Supervised Learning
Supervised Learning
Supervised Learning is a type of Machine Learning where a model learns from labeled data.In this method the model is trained with labeled datasets. This means that the model is provided with input-output pairs, where the input data has corresponding correct outputs.
How Supervised Learning Works?
Supervised Learning involves training a model using a dataset that contains both input features and the corresponding correct answers (labels). In this method the input data is labeled. We train the model with the input and corresponding output.
The goal of the model is to learn the relationship between inputs and outputs so that it can make accurate predictions on new, unseen data. The model is adjusted over time to minimize the error in its predictions. Once trained, it can be used to classify new data or make numerical predictions.

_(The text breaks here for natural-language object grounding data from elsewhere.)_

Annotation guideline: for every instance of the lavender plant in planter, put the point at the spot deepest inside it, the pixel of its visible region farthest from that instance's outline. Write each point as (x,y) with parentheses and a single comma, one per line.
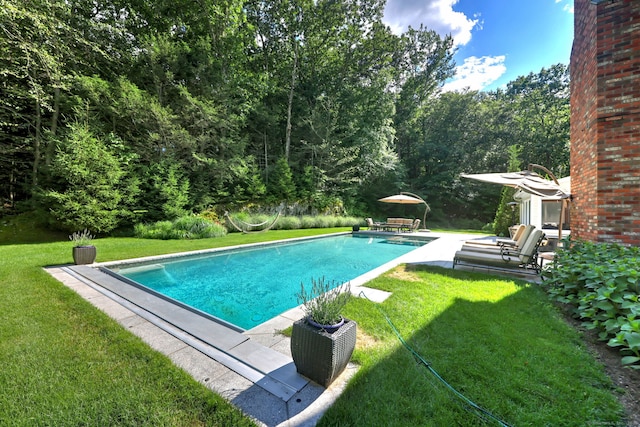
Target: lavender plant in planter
(322,343)
(83,251)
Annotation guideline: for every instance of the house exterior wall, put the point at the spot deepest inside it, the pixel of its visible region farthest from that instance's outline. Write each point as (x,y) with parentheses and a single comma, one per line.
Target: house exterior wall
(605,121)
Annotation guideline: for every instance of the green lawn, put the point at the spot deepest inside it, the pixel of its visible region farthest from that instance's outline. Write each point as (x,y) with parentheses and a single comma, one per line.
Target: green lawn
(498,342)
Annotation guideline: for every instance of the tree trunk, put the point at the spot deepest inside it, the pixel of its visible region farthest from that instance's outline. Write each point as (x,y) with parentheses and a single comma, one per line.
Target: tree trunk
(36,145)
(50,150)
(287,146)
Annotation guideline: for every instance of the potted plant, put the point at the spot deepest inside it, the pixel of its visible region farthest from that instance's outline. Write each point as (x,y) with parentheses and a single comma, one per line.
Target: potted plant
(83,251)
(323,341)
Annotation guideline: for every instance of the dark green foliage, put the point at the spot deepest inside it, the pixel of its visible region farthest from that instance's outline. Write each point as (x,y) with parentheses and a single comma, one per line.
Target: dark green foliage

Types of Supervised Learning
Different types of Supervised Learning are as follows:
Classification
Classification is used when the output is categorical, meaning it belongs to a specific group or class. Examples include spam detection (spam or not spam) and handwriting recognition.
Regression
Regression is used when the output is continuous, meaning it is a number rather than a category. Examples include predicting house prices and stock market trends.
Advantages of Supervised Learning
- Produces highly accurate results when given sufficient labeled data.

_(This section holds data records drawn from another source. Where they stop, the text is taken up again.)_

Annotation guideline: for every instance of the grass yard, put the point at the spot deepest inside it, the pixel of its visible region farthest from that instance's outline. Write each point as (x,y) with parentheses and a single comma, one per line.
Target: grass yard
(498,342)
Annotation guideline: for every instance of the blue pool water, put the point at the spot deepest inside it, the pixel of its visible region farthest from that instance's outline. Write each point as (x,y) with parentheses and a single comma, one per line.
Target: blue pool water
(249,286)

- Can be applied to a wide range of real-world problems, such as speech recognition and fraud detection.
- Easy to understand and interpret since the training data is labeled.
Disadvantages of Supervised Learning
- Requires a large amount of labeled data, which can be time-consuming and expensive to obtain.
- May not perform well if the training data is biased or not representative of real-world scenarios.
- Limited ability to adapt to new data that differs significantly from the training dataset.
Example of Supervised Learning
Imagine you are building a model to predict whether an email is spam or not. You collect a dataset containing thousands of emails labeled as “spam” or “not spam.” The model is trained on this data by identifying patterns such as certain keywords, email sender addresses, and formatting styles. Once trained, the model can analyze new emails and classify them as spam or not spam with high accuracy.